Каждый из нас троих в разное время в лагере встречал людей, занимающих такую позицию. Безвинно осужденный, отбывающий лагерный срок заключения, не должен ни в чем способствовать укреплению власти. И вдвойне это относится к людям искусства. Любопытно, что такой точки зрения придерживались самые разные, противоположные категории заключенных. Немногие доживающие монархисты, самые ортодоксальные, нетерпимые участники партийных организаций. Их было также немного.

Борис Аркадьевич повторял, цитируя Гете:

Лишь тот достоин жизни и свободы, Кто каждый день идет за них на бой!

И пояснял: «Это совсем не значит, что в лагерях надо устраивать бунты, забастовки, побеги, отказы от работы, самоубийство. Конечно, плохо, что мы не играем для заключенных. Но мы знаем, что в зале, пусть не в первых рядах, среди мундиров, сидят те, кто прошел тот же путь — теперь они вольнонаемные второго, третьего сорта. Они нас ценят больше других. Так же и мы...»
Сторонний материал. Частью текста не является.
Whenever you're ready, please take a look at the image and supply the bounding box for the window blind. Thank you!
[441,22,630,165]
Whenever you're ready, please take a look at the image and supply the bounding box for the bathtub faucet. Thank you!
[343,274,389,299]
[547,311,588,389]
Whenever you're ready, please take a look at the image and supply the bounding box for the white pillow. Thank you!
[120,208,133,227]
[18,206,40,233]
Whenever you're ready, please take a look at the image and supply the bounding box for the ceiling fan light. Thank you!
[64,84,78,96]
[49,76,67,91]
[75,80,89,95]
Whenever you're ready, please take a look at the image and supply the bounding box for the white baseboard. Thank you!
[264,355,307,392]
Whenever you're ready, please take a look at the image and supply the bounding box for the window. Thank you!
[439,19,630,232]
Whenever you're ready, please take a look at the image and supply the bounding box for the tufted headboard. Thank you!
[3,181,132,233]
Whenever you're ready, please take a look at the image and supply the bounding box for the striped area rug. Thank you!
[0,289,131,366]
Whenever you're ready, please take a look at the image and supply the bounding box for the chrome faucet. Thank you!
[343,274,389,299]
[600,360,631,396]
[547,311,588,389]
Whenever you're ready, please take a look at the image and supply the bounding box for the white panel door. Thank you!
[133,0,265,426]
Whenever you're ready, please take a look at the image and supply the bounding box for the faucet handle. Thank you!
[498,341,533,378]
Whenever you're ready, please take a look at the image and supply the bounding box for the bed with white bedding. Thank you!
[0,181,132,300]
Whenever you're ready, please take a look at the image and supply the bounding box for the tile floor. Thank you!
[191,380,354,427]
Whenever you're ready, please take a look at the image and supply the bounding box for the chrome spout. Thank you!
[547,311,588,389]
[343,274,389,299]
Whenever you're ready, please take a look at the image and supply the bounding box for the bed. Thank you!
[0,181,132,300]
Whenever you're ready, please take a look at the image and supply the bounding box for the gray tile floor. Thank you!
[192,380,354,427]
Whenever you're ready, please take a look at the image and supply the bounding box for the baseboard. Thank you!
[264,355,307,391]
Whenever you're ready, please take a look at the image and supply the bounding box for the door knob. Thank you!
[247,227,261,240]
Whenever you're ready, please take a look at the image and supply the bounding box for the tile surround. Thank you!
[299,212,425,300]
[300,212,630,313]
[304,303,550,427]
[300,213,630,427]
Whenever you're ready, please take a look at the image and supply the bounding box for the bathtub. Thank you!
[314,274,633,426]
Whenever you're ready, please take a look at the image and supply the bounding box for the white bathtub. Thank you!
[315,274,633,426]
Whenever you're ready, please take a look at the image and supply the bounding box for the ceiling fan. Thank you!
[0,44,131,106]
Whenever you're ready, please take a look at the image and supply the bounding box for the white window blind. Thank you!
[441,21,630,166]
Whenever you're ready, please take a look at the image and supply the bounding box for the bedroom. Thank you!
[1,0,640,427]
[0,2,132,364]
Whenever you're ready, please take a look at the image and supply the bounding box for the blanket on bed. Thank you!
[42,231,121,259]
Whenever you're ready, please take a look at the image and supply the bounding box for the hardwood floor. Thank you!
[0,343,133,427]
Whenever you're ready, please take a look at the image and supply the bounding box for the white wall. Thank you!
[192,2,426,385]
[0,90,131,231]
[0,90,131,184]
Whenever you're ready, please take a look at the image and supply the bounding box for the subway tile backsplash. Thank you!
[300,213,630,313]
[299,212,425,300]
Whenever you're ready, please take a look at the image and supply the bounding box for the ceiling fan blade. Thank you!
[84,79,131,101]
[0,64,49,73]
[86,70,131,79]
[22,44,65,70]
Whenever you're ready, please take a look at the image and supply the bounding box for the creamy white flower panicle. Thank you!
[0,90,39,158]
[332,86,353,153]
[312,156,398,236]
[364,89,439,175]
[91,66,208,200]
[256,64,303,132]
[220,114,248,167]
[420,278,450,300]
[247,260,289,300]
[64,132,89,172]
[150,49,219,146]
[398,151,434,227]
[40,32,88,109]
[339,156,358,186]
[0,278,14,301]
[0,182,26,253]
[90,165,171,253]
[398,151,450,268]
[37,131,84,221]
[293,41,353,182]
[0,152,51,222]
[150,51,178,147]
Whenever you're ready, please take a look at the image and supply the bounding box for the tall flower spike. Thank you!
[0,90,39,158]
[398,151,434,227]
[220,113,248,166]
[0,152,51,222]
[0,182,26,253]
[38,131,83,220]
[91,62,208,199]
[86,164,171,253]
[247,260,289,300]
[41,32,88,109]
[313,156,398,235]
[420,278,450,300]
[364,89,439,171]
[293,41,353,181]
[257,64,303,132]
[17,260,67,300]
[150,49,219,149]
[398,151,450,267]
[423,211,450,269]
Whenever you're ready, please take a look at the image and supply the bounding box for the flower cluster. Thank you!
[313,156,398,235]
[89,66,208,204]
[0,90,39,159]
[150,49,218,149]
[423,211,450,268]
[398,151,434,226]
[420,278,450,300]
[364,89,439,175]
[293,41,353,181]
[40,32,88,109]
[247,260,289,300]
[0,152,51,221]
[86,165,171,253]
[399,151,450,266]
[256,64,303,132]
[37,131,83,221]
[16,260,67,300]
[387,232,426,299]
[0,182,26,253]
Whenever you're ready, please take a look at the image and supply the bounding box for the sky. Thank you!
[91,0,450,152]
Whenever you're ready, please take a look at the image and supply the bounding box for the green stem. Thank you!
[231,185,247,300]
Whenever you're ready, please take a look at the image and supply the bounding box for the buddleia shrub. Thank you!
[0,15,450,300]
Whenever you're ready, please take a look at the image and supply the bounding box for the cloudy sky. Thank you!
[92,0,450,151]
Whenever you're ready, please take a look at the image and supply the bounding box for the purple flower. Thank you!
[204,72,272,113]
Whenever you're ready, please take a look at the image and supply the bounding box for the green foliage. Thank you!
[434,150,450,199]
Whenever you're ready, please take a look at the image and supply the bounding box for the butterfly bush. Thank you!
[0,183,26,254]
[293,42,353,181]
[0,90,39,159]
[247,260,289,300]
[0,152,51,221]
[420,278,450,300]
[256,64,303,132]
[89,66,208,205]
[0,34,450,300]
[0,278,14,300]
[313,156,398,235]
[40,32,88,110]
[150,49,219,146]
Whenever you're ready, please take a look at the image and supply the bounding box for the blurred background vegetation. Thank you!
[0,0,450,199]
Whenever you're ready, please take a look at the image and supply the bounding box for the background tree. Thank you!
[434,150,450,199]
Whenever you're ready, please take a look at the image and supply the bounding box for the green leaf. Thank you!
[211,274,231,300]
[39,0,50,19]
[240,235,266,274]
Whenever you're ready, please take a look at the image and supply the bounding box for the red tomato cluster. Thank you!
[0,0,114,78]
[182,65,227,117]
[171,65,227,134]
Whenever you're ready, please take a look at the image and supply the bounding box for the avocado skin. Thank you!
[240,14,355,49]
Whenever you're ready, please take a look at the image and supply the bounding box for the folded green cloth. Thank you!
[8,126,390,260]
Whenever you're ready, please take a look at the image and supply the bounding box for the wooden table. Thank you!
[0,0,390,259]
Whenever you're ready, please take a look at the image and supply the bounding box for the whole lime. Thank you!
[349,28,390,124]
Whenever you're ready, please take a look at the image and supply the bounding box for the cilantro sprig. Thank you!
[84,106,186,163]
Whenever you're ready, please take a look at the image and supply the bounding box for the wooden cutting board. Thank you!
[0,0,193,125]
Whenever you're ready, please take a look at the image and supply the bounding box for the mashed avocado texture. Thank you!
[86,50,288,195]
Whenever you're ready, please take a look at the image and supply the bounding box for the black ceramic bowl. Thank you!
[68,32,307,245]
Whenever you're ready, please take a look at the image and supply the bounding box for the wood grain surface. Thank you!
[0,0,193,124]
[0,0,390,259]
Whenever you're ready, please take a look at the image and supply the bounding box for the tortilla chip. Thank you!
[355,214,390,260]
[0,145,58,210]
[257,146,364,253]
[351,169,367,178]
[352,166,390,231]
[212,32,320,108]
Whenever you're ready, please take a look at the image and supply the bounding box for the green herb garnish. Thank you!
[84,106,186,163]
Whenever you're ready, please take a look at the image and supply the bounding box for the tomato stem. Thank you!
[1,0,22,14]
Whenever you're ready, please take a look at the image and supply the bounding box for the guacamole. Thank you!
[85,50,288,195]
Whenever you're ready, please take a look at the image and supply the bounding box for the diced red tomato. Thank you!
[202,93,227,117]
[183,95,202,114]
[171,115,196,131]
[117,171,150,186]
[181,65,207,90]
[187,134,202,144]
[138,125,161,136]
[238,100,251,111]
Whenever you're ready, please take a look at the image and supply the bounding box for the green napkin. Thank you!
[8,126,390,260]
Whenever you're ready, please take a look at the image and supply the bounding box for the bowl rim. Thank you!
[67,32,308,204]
Когда в конце 1946 года я уехал из Воркуты, Борис Аркадьевич еще оставался там. В 1947-1948 годах я работал в Коломне и Ворошиловграде. В Москве, где жили мои родные, мне жить не разрешили. В декабре 1948 года был арестован вновь, отправлен в ссылку в Норильск, где провел пять с половиной лет. После освобождения и реабилитации

- 51 -

приехал в Москву. Позвонил на квартиру Мордвиновых. Его мать была еще жива, подошла к телефону. Вспомнила мой приезд к ним в 1944 году, нашу беседу. Рассказала, что после освобождения Борис Аркадьевич "поставил в провинции «Золотой петушок». Спектакль отметили Сталинской премией. Встал вопрос о разрешении жить в Москве и, естественно, о работе. Вызвали в столицу для переговоров. В ночь после приезда в своей старой квартире он умер от инфаркта, во сне. Вскоре умерла и его жена.

Так и не пришлось нам встретиться в Москве на его новой премьере, о чем мы мечтали в лагере.